On the slippery slopes
THE nonnotified resource consent agreed for an extension of the Remarkables Skifield learners’ slope raises serious issues.
These include two fundamental questions. First, should the application have been nonnotified? Second, should it have been granted at all?
The answer to the first is clear. The application, for several reasons, should have been notified and the public should have had a say. The rights and wrongs of the extension through a wetland should have been thoroughly and publicly tested.
Although the Otago Regional Council’s chief executive, Sarah Gardner, has come up with articulate and intriguing justifications for nonnotification, these fail on examination.

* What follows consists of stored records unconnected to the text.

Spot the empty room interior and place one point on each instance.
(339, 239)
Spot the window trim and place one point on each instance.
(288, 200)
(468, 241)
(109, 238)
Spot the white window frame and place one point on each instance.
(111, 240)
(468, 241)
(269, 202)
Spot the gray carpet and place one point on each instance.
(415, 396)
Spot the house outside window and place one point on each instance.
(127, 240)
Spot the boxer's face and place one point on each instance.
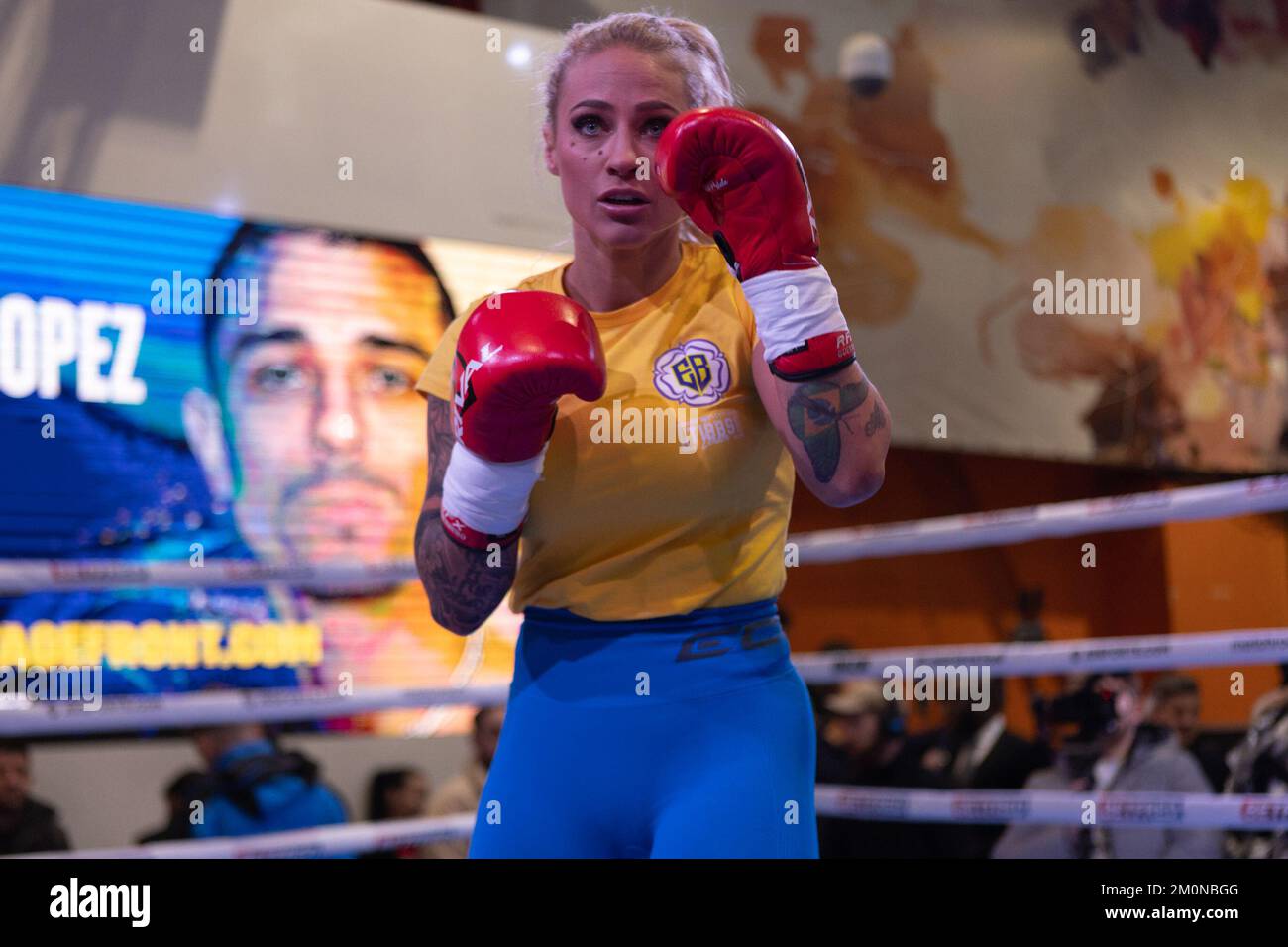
(612, 108)
(326, 427)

The answer to the second question depends on the point of view.
Arguments the Resource Management Act (RMA), taken in conjunction with the council’s water plan, mean the consent could not legally go ahead are strong. Regionally significant wetlands are protected, and alpine wetlands are regionally significant.
Ecologically, and this is why they are protected in the plan, each alpine wetland lost is a cumulative blow to the health of the environment.
On the other hand, sacrifices do take place for economic health and development. The area is designated for skiing in the Queenstown Lakes district plan and there are other wetlands in the area which skifield owner NZSki has said it wants to protect. The wetland is small and it is classified as ‘‘regionally sig nificant’’ only because it is at an altitude above 800m.
Both the Department of Conservation (the land owner) and iwi gave, we have been told, support. And, although the wetland would be destroyed, there would be no net loss of vegetation, Mrs Gardner has said.
Surely, though, at the very least there are matters of contention and the consent therefore had to be notified? Surely, the effects must be more than minor when, effectively, the wetland is destroyed? Surely, the water plan deemed wetlands above 800m as regionally significant for a reason? Surely, the advice from regional council and Doc reports that the consent should be notified should not have been ignored? Surely, too, the council’s science unit report, that the project would mean the wetland was lost forever and the effect was more than minor, should have been acted on?
How unusual it was that the council chief executive signed the consent after other council planners refused to do so. Mrs Gardner said improved community engagement would be a priority when she was interviewed in January. How does that tally with shutting the community out of this decision?
Mrs Gardner used the ‘‘nationally or regionally important infrastructure’’ clause in the water plan as a basis to grant consent. The RMA defines infrastructure to include ‘‘structures for transport on land by cycleways, rail, roads, walkways, or any other means’’. ‘‘Any other means’’, it would appear, is the learners’ slope as an access track, with two escalators so far. A conveyor lift to be added next summer. Really?
It is a long stretch to deem skifield facilities ‘‘regionally important infrastructure’’.
Council chairman Stephen Woodhead has said he is confident the process was handled appropriately and he was aware of the consent at the time. It would be interesting to know why he was involved when, it seems, other elected members had no idea what occurred until recent publicity in the ODT.
While planning matters are subject to policy, consents and hearings are semijudicial and must be handled with disinterest and the council must be seen to obey the rules.
Clearly, the destruction of an altitude wetland is a matter of public interest. For this to be handled on the quiet undermines faith in the council and its processes and is disturbing.